Adding/subtracting -128, with the carry/borrow stopped by the element boundary, is equivalent to xor (aka carryless add). Using pxor could be a small advantage on Intel Core2 through Broadwell, since Intel must have thought it was worth it to add paddb/w/d/q hardware on port0 for Skylake (giving them one per 0.333c throughput like pxor). (Thanks @harold for pointing this out). Both instructions only require SSE2.

XOR is also potentially useful for SWAR unaligned cleanup, or for SIMD architectures that don't have a byte-size add/subtract operation.

You shouldn't use _a for your variable name. _ names are reserved. I tend to use names like veca or va, and preferably something more descriptive for temporaries. (Like a_unpacked).

__m256i signed_bytes = _mm256_loadu_si256(reinterpret_cast<const __m256i*>(a));
__m256i unsigned_bytes = _mm256_add_epi8(signed_bytes, _mm256_set1_epi8(-128));

Yes, it's that simple, you don't need two's-complement bithacks. For one thing, your way needs two separate 32B masks, which increases your cache footprint. (But see What are the best instruction sequences to generate vector constants on the fly? You (or the compiler) could generate the vector of -128 bytes using 3 instructions, or a broadcast-load from a 4B constant.)

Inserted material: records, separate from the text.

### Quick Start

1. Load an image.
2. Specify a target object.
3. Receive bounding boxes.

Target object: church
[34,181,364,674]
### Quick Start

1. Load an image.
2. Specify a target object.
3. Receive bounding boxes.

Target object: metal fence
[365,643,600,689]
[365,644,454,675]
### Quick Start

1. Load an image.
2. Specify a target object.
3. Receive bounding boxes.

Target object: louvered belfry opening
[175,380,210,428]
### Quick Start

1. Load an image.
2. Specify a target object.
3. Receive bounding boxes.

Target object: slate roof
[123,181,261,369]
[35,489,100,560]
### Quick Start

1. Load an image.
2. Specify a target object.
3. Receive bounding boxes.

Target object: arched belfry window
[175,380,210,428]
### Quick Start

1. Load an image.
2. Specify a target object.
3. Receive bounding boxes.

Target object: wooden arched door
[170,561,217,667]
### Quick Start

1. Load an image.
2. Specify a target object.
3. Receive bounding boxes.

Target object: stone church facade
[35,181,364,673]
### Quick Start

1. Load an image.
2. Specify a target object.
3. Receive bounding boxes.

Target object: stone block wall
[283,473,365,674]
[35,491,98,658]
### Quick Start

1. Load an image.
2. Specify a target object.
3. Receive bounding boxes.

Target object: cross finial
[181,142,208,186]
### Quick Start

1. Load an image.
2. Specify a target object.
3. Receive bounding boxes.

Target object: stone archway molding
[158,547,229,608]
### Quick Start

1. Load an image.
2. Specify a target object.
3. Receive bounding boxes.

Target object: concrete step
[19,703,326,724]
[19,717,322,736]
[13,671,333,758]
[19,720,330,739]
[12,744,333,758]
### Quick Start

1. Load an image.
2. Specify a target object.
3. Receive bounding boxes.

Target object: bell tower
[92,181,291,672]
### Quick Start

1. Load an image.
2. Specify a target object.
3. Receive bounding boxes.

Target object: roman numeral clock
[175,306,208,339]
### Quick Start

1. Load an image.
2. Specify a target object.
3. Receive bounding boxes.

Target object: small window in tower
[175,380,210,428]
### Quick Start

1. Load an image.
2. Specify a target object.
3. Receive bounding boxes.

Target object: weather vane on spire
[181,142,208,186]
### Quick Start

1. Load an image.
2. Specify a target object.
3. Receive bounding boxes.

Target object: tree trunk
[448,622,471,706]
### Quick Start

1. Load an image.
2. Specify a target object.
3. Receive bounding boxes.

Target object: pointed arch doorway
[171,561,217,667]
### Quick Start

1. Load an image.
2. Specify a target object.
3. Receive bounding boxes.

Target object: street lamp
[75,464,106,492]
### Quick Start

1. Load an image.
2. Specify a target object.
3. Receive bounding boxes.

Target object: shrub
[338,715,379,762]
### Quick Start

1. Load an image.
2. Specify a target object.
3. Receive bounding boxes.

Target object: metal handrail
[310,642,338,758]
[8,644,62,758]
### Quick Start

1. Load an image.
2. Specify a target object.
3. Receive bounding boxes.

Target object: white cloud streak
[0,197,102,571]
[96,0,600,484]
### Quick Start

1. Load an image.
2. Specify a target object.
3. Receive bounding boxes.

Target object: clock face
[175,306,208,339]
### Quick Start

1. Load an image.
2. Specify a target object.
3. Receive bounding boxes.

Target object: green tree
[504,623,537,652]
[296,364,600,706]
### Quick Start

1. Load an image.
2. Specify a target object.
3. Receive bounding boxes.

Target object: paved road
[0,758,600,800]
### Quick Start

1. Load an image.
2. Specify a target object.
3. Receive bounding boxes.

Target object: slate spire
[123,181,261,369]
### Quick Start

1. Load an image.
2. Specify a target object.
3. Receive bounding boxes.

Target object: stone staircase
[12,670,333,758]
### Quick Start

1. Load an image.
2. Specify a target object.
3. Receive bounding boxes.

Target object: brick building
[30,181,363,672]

Only use _mm256_stream_load_si256 for I/O (e.g. reading from video RAM). Don't use it for reading from "normal" (writeback) memory; it doesn't do what you think it does. (I don't think it has any particular downside, though. It just works like a normal vmovdqa load). I put some links about that in another answer I wrote recently.

Streaming stores are useful to normal (writeback) memory regions. However, they're a good idea only if you're not going to read that memory again any time soon. If that's the case, you should probably do this conversion from signed to unsigned on the fly in the code that reads this data, because it's super-cheap. Just keep your data in one format or the other, and convert on the fly in code that needs it the other way. Only needing one copy of it in cache is a huge win compared to saving one instruction in some loops.

Also google "cache blocking" (aka loop tiling) and read about optimizing your code to work in small chunks to increase computational density. (Do as much stuff as possible with data while it's in cache.)